“Organic Agriculture is a production system that sustains the health of soils, ecosystems and people. It relies on ecological processes, biodiversity and cycles adapted to local conditions, rather than the use of inputs with adverse effects. Organic Agriculture combines tradition, innovation and science to benefit the shared environment and promote fair relationships and a good quality of life for all involved” (IFOAM definition).  IFOAM is the International Federation of Organic Agriculture Movements

Organic farming is important from the aspect of environmental protection, biodiversity, soil conservation and soil fertility, animal health and consumers’ protection.
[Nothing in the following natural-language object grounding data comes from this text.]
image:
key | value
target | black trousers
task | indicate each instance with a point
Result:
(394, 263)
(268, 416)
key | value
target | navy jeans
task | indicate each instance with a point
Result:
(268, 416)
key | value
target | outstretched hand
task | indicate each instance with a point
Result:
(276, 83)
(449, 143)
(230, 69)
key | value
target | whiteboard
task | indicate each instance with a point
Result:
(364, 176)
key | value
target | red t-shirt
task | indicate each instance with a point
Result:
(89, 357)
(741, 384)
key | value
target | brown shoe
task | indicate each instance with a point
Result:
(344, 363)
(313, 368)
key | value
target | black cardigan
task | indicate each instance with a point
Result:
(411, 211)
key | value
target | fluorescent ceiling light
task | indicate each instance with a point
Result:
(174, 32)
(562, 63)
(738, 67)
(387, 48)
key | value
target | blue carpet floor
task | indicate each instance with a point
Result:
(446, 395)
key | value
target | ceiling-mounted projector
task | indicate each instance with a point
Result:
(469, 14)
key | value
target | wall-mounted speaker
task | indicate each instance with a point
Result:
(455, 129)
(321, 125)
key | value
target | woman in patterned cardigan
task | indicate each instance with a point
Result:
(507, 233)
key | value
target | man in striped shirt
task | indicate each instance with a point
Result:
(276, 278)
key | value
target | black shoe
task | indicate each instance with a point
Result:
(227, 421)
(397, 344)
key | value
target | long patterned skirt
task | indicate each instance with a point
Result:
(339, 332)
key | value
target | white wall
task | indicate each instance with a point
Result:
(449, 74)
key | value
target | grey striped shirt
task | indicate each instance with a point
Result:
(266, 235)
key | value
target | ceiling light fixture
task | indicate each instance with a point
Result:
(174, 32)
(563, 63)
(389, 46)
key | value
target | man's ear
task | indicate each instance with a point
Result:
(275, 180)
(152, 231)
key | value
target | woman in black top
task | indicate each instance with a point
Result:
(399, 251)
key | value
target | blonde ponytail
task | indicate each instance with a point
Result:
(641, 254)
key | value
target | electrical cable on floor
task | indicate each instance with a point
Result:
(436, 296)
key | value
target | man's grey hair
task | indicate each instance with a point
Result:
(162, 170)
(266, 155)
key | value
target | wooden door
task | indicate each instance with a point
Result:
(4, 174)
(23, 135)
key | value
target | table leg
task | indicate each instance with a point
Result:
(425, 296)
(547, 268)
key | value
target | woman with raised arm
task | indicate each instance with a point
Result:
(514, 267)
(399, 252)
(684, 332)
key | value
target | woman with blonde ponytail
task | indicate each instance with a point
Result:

Organic farming is a way of producing food that respects natural life cycles. It minimizes the human impact on the environment and operates as naturally as possible, in accordance with objectives and principles including the following:

  • Crops are rotated so that on-site resources are used efficiently,
  • Chemical pesticides, synthetic fertilizers, antibiotics and other substances are severely restricted,
  • Genetically modified organisms (GMOs) are banned,
  • On-site resources are put to good use, such as manure for fertilizer or feed produced on the farm,
  • Disease-resistant plant and animal species adapted to the local environment are used,
  • Livestock are raised in a free-range, open-air environment and are fed on organic fodder,
  • Animal husbandry practices are tailored to the various livestock species.

Organic farming methods emphasize the use of renewable resources and conservation of soil and water.